Cotilleos, Mariano Re
22 de junio

De la novela nada de nada. No hay caso. Cada vez que intento ponerme a trabajar en ella empiezo desde el principio. Solo se me ocurren variaciones del principio. No hay manera de que pueda continuar desde donde lo había dejado. Las escenas nuevas que debería estar construyendo se me escapan, se diluyen en el mismo momento en que me siento a trabajar. Por lo tanto, he decidido dejar de pensar en la novela y dedicarme a desarrollar otras ideas que hace rato me están rondando por la cabeza. Sobre todo para unos cuentos. Algo de respiración corta, asmática. Eso es lo mío últimamente (es que me ha atacado una tos bastante importante y no se me va). Creo que es lo mejor para no sentir que me quedo estancado o que empiezo las cosas una y otra vez. A veces ese tipo de obsesiones cansa y no sirven de nada. Es como cuando alguien te dice algo con mala intención y te vas a casa sin haberle respondido nada, pero le das mil vueltas a todo lo que tendrías y podrías haberle dicho, y te pasas así las siguientes horas formulando y fabulando las frases más ingeniosas y certeras que nunca salieron de tu boca en el momento adecuado.
Pero me estoy desviando.
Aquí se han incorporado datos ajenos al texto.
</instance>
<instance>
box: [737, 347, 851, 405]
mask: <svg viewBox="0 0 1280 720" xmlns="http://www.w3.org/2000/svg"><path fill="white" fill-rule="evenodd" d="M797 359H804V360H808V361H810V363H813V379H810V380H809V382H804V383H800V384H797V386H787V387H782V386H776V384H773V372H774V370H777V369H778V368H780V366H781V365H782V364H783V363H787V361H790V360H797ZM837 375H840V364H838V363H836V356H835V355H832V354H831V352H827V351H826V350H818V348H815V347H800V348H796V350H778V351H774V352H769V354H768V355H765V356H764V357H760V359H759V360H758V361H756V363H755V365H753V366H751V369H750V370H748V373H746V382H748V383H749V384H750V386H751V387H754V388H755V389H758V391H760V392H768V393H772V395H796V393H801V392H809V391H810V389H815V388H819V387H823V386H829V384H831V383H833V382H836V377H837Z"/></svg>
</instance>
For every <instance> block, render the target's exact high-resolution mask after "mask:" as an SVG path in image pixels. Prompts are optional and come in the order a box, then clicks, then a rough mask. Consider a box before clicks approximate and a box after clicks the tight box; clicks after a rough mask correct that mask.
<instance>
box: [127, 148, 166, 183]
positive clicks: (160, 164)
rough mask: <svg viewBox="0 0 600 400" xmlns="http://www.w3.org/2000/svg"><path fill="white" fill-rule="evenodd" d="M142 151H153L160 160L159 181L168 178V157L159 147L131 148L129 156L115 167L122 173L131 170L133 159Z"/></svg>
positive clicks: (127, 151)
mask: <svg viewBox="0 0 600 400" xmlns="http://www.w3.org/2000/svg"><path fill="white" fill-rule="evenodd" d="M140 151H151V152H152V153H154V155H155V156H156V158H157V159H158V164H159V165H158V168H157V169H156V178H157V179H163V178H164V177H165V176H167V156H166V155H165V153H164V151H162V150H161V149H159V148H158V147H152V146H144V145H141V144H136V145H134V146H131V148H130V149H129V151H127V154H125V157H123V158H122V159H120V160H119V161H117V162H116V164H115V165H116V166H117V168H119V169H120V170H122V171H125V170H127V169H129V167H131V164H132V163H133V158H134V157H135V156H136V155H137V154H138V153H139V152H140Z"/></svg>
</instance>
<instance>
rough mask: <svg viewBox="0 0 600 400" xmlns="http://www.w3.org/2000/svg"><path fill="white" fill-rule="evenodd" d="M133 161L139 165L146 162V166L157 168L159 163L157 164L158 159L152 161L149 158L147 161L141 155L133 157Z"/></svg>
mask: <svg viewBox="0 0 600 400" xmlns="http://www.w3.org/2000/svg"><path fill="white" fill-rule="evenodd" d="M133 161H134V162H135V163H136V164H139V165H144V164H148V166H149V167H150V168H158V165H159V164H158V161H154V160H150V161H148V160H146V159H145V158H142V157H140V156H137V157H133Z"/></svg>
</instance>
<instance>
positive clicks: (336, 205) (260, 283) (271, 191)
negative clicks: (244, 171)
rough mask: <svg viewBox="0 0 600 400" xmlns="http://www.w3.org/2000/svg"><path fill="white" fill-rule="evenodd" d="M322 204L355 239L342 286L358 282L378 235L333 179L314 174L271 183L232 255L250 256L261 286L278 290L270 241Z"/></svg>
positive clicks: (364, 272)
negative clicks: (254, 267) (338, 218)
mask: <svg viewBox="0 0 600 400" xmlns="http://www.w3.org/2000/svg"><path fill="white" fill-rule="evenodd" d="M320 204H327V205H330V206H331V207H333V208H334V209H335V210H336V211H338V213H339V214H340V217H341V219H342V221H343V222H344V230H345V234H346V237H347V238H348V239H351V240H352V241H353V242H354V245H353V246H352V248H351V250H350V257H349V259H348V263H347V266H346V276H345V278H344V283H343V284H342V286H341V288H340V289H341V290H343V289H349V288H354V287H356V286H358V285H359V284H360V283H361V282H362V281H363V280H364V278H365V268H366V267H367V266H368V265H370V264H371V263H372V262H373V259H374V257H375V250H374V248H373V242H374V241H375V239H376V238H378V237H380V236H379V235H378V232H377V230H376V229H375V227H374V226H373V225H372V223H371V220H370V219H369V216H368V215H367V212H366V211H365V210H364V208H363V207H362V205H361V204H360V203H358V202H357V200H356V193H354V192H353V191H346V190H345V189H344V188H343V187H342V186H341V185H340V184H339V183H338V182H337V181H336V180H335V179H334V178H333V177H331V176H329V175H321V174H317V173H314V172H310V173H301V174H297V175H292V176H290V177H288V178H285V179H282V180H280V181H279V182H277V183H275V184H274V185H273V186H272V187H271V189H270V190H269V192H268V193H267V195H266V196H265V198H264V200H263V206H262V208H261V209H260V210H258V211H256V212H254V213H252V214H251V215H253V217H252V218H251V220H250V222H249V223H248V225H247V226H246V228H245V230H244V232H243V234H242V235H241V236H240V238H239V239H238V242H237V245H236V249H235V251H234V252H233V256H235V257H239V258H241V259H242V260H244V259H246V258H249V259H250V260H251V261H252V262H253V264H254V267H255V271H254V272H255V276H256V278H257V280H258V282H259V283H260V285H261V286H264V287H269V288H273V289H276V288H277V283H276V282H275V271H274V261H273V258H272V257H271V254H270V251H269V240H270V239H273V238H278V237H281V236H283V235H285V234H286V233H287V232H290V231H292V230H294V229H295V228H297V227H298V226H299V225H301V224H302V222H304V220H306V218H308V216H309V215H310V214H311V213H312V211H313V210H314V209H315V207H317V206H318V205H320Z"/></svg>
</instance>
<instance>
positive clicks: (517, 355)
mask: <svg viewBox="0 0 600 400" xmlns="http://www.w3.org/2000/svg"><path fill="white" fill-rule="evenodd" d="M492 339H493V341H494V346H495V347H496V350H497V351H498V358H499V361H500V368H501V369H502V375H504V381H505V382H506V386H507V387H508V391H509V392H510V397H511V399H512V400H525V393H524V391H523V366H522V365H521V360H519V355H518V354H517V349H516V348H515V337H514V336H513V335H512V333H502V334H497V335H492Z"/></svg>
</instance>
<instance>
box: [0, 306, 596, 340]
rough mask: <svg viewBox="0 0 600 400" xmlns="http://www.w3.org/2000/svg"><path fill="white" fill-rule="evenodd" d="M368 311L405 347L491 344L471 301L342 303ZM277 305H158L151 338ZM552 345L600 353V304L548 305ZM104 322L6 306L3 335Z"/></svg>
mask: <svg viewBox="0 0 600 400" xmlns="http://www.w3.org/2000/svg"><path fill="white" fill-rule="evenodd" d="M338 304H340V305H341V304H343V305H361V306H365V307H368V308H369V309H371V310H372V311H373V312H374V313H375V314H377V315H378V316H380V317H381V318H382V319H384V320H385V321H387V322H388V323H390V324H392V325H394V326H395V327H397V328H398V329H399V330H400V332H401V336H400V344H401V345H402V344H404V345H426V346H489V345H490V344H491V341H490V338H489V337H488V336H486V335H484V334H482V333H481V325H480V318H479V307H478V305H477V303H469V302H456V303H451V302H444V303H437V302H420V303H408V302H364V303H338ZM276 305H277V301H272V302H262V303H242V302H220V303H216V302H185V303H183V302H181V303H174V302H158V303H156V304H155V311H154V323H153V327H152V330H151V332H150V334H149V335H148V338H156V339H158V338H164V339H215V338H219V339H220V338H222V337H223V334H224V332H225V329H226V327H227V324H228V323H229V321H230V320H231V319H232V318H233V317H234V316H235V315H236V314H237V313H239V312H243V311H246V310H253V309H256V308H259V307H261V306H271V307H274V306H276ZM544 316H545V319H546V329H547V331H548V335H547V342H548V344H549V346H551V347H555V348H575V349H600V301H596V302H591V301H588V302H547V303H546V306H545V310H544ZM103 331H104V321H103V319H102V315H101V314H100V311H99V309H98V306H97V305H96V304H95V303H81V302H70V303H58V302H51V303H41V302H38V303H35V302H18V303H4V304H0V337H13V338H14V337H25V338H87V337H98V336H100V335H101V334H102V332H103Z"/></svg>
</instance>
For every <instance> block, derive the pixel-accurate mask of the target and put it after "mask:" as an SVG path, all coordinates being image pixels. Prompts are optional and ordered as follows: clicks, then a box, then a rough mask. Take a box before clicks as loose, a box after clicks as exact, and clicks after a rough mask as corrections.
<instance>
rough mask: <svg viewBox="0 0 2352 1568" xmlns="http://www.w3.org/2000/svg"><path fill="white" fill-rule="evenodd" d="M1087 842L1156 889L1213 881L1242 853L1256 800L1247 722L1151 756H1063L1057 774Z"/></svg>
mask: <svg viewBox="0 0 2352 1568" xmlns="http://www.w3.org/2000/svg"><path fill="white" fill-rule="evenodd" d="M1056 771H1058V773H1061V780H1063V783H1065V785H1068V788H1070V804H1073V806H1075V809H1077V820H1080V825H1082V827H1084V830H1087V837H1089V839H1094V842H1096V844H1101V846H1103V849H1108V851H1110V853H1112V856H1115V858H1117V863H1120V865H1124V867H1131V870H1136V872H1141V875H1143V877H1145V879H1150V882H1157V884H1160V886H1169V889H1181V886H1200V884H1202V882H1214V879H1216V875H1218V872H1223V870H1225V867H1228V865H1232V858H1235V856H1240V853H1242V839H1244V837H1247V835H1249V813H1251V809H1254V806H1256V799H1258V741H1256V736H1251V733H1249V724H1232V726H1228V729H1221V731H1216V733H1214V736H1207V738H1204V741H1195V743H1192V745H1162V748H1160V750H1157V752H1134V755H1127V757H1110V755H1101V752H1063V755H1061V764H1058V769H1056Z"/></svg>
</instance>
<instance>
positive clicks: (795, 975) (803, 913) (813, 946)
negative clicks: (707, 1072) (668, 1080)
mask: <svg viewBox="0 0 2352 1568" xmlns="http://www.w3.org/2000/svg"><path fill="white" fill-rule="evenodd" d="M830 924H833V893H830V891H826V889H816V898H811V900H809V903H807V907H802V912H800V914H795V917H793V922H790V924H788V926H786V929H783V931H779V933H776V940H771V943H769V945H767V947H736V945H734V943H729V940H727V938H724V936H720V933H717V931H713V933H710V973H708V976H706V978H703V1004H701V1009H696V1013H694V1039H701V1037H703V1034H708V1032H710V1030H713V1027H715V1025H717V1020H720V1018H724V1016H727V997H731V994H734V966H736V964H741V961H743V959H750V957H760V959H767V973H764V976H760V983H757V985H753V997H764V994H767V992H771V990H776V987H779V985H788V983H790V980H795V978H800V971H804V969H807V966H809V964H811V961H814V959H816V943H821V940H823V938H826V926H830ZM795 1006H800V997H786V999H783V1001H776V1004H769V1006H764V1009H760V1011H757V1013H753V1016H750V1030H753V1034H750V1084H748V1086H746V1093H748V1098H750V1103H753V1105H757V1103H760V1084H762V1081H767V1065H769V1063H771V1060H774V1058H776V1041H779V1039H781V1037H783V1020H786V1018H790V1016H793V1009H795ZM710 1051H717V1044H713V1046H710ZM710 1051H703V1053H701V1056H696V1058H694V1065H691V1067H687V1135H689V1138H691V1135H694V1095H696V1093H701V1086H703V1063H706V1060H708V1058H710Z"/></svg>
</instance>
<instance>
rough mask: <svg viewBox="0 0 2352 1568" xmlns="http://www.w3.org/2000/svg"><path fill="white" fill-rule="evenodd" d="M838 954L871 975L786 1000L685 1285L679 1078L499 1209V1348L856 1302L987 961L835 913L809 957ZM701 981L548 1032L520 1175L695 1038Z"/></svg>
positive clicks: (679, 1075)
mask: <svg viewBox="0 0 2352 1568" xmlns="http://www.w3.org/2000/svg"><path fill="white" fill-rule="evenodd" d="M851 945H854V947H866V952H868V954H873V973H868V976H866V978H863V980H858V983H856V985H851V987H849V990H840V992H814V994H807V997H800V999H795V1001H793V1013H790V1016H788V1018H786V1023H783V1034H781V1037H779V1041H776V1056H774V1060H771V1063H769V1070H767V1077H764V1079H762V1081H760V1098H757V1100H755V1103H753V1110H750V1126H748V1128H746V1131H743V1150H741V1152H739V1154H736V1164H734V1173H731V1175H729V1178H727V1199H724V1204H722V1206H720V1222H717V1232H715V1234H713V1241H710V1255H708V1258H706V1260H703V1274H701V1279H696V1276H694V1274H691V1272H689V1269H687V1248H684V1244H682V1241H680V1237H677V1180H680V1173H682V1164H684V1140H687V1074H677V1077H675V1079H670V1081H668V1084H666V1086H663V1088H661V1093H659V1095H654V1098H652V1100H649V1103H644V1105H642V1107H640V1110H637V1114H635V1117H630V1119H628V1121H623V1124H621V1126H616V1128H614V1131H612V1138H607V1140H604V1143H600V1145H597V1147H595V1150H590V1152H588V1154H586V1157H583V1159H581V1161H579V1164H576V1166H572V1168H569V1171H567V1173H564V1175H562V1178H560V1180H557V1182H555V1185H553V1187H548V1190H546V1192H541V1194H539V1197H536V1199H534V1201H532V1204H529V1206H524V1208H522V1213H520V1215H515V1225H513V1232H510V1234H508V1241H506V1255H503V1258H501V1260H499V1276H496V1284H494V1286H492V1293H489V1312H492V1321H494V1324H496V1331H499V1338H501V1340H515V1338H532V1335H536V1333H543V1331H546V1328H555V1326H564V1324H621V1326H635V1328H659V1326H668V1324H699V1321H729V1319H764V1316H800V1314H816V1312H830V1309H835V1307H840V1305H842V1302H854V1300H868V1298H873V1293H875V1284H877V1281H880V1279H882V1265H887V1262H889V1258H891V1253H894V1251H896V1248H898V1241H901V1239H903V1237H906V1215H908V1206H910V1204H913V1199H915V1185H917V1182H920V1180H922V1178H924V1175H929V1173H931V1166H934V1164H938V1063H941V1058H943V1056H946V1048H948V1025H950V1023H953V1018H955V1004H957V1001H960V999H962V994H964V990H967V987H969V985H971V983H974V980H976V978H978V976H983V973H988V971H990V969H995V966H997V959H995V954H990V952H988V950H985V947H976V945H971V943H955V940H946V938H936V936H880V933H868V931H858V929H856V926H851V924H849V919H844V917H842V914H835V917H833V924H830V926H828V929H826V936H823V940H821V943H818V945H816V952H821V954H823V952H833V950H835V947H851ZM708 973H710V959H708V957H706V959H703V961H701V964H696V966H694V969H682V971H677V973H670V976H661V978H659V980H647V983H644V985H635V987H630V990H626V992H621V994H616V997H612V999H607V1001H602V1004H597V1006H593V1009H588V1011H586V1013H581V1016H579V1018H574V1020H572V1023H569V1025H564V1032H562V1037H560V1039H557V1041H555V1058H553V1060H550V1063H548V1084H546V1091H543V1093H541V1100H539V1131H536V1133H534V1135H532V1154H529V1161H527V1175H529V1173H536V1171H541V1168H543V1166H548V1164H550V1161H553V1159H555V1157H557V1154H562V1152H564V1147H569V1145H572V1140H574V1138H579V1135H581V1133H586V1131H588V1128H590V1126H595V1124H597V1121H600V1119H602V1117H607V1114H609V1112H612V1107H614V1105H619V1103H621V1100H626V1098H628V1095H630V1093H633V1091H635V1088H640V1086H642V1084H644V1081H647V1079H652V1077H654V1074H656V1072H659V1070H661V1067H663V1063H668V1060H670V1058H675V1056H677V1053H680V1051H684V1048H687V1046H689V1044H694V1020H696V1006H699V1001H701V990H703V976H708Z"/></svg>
Volviendo al tema de los cuentos, hoy por ejemplo me pasé toda la mañana retocando unos cuentos viejos que tenía archivados. Los releí y no estaban tan mal (no sé si está bien que lo diga yo), así que me dispuse a arreglarlos. Digo que pasé toda la mañana pero es mentira. En realidad fueron solo un par de horas. La otra parte de la mañana la pasé en la puerta de calle, charlando con Rosi, la portera del edificio nuevo en el que vivo. Me contó un montón de cosas interesantes sobre los vecinos. Cosas que, en realidad, me decían mucho más sobre quién era ella que sobre quién eran mis vecinos, pero bueno. La cuestión es que me puso al día de cómo están las cosas por el vecindario. Para que me vaya enterando de dónde me metí, me dijo Rosi. "No crea que me gusta hablar mal de la gente", agregó. Y después me advirtió sobre ciertas malas compañías que visitaban a la chica del tercero, y sobre los ruidos extraños que se escuchaban los domingos por la tarde en el segundo piso. No supe a qué se refería con eso de "ruidos extraños", pero puede que lo compruebe más adelante, algún domingo. Así que me entretuve un buen rato con las historias de Rosi. Y hubiésemos seguido charlando si no fuese porque en un momento nos interrumpió mi nuevo repartidor de agua embotellada, con quien yo todavía no tengo ninguna conexión, pero al parecer Rosi sí, porque en seguida me dejó en mitad de una frase y se fue detrás del repartidor, y lo acompañó en su recorrido por todos los pisos y le reía los chistes con unas carcajadas que me parecieron muy desproporcionadas.
De cualquier manera, me alegro de poder ir haciéndome al barrio y a su gente. Estoy seguro de que no pasará mucho tiempo antes de que pase yo también a formar parte de las historias de Rosi. No me extrañaría que ahora mismo estuviese escuchando detrás de mi puerta el golpeteo de las teclas de la computadora y que esté haciendo conjeturas sobre ese ruido extraño que se oye en mi casa. Después, seguramente, se lo contará a otro vecino y ahí sí, definitivamente, pasaré a ser uno más. Y tengo que admitir que eso me reconforta. Es un buen modo de convertirse en personaje.